Objective: This assessment depicts the strength of exhibiting reverse-phase high performance liquid chromatography (RP-HPLC) method for the estimation of torsemide in pharmaceutical estimation structures. Methods: In the present work, total protein-HPLC technique has been produced for the estimation of torsemide active pharmaceutical ingredient (API). Constrained degradation HPLC strategy was created with versatile mobile phase of methanol:water in the proportion of 90:10 v/v. The stream pace of 1 ml/min was utilized on Inertsil ODS 3V segment (250 mm×4.6 mm, 5 μm molecule size). Results: The retention time of torsemide was seen at 8.267 min, method was validated for all validation parameters as per the International Council for Harmonization guidelines. The linearity range was 10–60 μg/ml, correlation coefficient was 0.9993, and percentage relative standard deviation in the precision studies was <2%, with percentage recovery 100.56–101.03 (within acceptable range of 98–102%). The assay result was found to be 100.88% (i.e., within 95–105%), passes the specifications for robustness parameters. Limit of detection of torsemide was found to be 0.0162 μg/ml and limit of quantitation of torsemide was found to be 0.0534 μg/ml. Conclusion: The medication was exceptionally delicate to antacid pursued by at risk to corrosive, photolytic, warm, and oxidative conditions. The created and approved method showing HPLC technique is observed to be direct, exact, precise, explicit, and powerful. Henceforth, the technique can be utilized routinely for the estimation of torsemide API.
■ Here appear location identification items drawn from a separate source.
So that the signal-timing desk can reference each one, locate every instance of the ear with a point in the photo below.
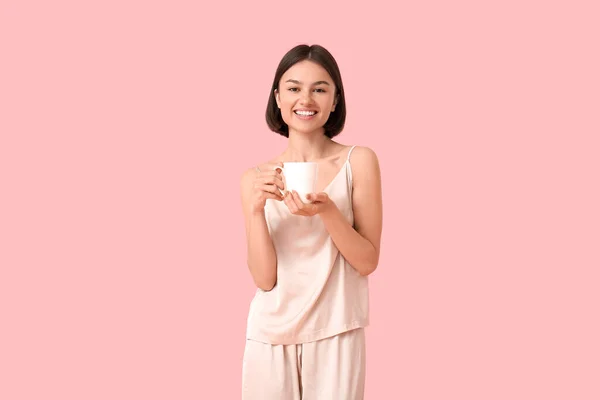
(276, 93)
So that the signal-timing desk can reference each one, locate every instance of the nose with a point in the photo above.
(306, 97)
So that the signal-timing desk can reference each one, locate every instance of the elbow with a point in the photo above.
(370, 265)
(368, 269)
(266, 286)
(266, 282)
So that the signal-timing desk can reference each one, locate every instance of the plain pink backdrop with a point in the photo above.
(125, 127)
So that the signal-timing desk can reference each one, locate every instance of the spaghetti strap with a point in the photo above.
(350, 152)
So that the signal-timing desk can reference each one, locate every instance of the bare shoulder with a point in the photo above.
(364, 161)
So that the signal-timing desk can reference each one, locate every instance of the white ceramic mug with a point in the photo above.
(301, 177)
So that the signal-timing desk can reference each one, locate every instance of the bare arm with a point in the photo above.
(360, 245)
(261, 257)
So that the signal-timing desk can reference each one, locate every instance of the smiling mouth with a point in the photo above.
(305, 113)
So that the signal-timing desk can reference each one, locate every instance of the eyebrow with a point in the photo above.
(314, 84)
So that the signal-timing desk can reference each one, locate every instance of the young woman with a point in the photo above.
(310, 260)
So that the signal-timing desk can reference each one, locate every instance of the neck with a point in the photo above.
(306, 146)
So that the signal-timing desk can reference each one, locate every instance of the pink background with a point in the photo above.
(125, 127)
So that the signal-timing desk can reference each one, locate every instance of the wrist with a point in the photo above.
(328, 209)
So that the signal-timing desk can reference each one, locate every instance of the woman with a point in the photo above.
(310, 261)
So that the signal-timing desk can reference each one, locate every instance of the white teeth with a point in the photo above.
(305, 113)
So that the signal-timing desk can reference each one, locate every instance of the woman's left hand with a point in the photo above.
(319, 203)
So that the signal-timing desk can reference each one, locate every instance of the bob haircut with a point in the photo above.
(320, 55)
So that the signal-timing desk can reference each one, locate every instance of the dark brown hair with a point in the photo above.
(320, 55)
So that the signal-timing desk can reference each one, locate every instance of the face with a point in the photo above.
(306, 97)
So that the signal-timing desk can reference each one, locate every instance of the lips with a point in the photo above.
(305, 113)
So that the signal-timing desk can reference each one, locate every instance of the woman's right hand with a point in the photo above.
(267, 185)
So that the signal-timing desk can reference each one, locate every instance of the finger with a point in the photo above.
(269, 195)
(318, 197)
(299, 203)
(289, 202)
(273, 180)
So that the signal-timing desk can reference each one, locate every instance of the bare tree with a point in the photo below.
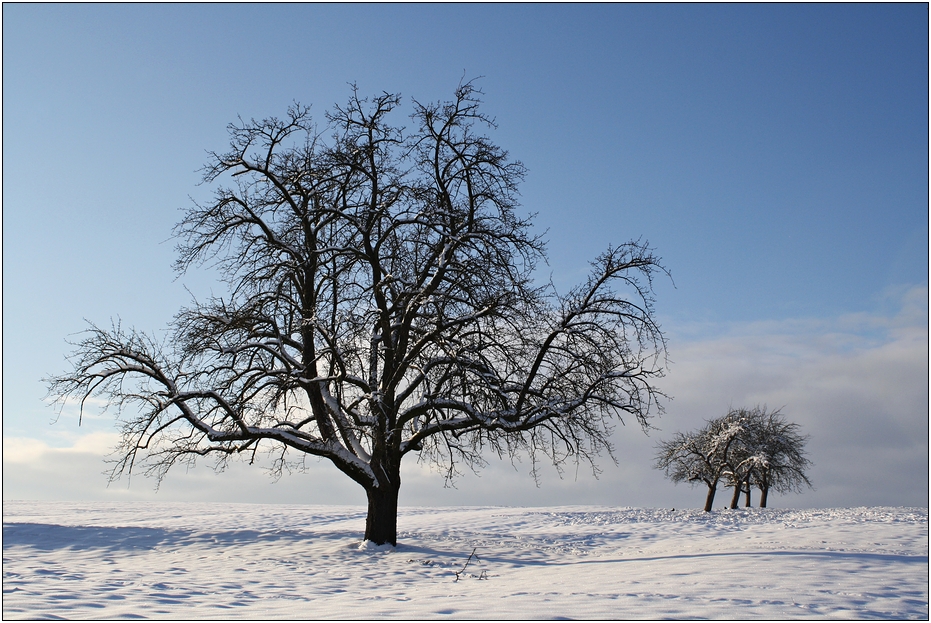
(782, 447)
(700, 456)
(744, 448)
(380, 303)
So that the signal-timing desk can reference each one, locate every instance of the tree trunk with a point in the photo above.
(735, 500)
(709, 500)
(381, 523)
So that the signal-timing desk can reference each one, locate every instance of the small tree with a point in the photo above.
(744, 448)
(380, 303)
(700, 456)
(782, 447)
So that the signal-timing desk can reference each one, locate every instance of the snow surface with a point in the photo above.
(241, 561)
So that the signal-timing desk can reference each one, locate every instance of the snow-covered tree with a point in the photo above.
(742, 449)
(700, 456)
(380, 303)
(781, 447)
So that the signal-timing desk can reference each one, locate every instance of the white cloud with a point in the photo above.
(857, 384)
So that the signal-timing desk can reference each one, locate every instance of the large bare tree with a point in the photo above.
(379, 303)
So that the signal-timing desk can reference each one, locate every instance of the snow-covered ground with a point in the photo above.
(193, 561)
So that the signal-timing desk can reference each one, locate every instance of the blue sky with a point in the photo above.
(776, 156)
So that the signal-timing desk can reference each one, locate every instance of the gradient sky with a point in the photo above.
(776, 156)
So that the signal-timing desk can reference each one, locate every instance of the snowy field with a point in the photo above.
(224, 561)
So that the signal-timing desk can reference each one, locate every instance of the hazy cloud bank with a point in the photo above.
(857, 384)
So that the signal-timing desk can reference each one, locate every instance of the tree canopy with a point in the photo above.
(380, 301)
(745, 448)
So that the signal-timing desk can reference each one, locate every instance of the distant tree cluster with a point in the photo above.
(744, 449)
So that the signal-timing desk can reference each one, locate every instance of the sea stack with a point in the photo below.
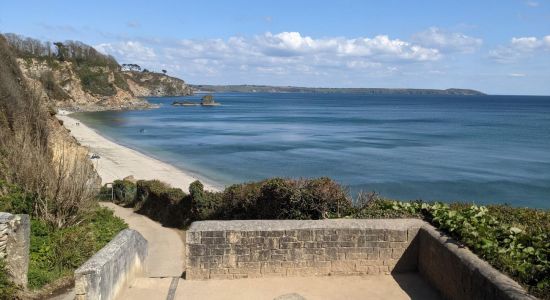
(208, 100)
scholarly journals Development of a Simple and Sensitive High-Performance Liquid Chromatography Method for Determination of Glucosamine in Pharmaceutical Formulations

2007 ◽  
Vol 90 (2) ◽  
pp. 354-357 ◽  
Author(s):  
Mahboob Nemati ◽  
Hadi Valizadeh ◽  
Masood Ansarin ◽  
Farank Ghaderi
Keyword(s):  
High Performance Liquid Chromatography ◽  
Liquid Chromatography ◽  
High Performance ◽  
Limit Of Detection ◽  
Pharmaceutical Formulations ◽  
Dosage Forms ◽  
Detector Response ◽  
Chromatography Method ◽  
Limit Of Quantitation

Abstract A column high-performance liquid chromatography (HPLC) method was developed for the determination of glucosamine in dosage forms. Glucosamine was derivatized by addition of a solution containing orthophthaldialdehyde. The HPLC separation was achieved on a Spherimage 80 ODS2 column (250 4 mm id, 5 μm particle size) using an isocratic mobile phase containing phosphate buffermethanol (90 + 10, v/v, pH 6.50) and methanoltetrahydrofuran (97 + 3, v/v) in proportions of 85 + 15 at a flow rate of 1 mL/min, followed by fluorescence detection. The method was validated for specificity, linearity, accuracy, precision, limit of detection (LOD), and limit of quantitation (LOQ). The detector response for glucosamine HCl was linear over the concentration range of 0.120 μg/mL with a correlation coefficient of 0.9980. The accuracy was between 99.4 and 100.8%. The LOD and the LOQ were 0.009 and 0.027 μg/mL, respectively. The method was applied to determination of glucosamine in solid dosage forms.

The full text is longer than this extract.